Things to look at when evaluating the best Shopify theme for your store

There are a lot of elegant, beautifully-designed themes in the Shopify Theme Store these days.

One of the more important aspects of a successful online business is the look-and-feel of the storefront. This is the first thing your visitors will see and you need to make a lasting impression while conveying the appropriate feeling and emotion for your brand.

Finding a theme that is well-designed and is functional and well-coded can be challenging with so many choices.

Here are a few things we recommend you pay attention to when looking at different Shopify themes

  • Is it built by an experienced Shopify theme designer?
  • Is it well coded? Is the code clean and easily understood so customizations will be straightforward and future theme tweaks will be easy? This may be difficult to determine without buying the theme and looking at the actual Liquid files—and it may be above your technical capabilities. But worth keeping in mind.
  • Does it have theme settings for all the things you wish to change? This is something you can determine pretty quickly by clicking around the customization panels and tweaking the settings. If you can’t get it to do 95% of what you want out of the box, consider a different theme.
  • Does it offer all the functionality you want? Look at things like whether it has dropdown menus (if you want them), filtering and sorting of collections (important if you have a lot of products), slideshows and sliders, etc.
  • How does it represent products in collection views and on product pages?
  • How does it deal with products that are on sale or sold out? Does it fit your needs?
  • How configurable and customizable are homepage content blocks? Can you craft a homepage easily that fits your needs using customization settings only without requiring coding?
  • Are the customer account pages well designed?
  • Does the theme do a good job of considering SEO with its use of headings and semantic markup?
  • Does the footer accommodate everything you need? Is it configurable?
  • Does the theme support all the popular social media channels—for linking and for sharing?
  • Does the theme use icon fonts or icon images (fonts are more easily customized than images—which may be difficult to add your own to).
  • How does the theme look on mobile and tablet devices?
  • Does the menu collapse gracefully and respond well to a large number of links? Does it respond appropriately to smaller screens?
  • How does the theme handle product images and variants? Does it support variant images and do the images change when variants are changed and do variants change when you click on different images. This is important and should be supported by all modern themes.
  • What is the theme designer’s track history for ongoing theme support? Has the theme been maintained and updated regularly?

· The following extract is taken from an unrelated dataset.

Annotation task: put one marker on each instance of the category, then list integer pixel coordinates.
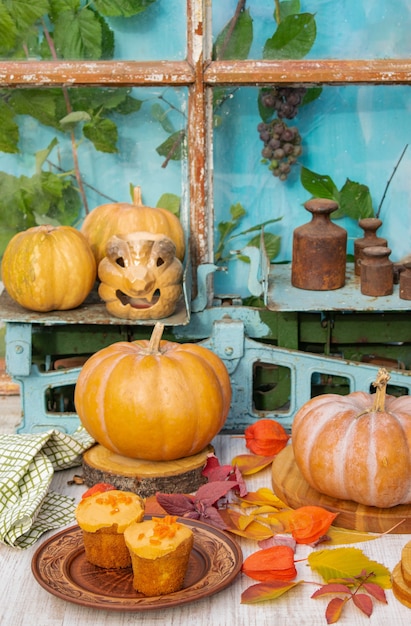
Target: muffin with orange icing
(103, 518)
(160, 551)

Try to avoid choosing a theme because the demo site showcases products similar to what you are selling. Use your imagination and think beyond the content.

Look at functionality more than design and aesthetic. It’s easy to change the look-and-feel of a theme (often with just theme settings but also with CSS if needed); changing functionality and adding new functionality is more difficult and will almost certainly require a Shopify Expert—and could be costly.

Have we missed anything? What do you look for when evaluating new themes?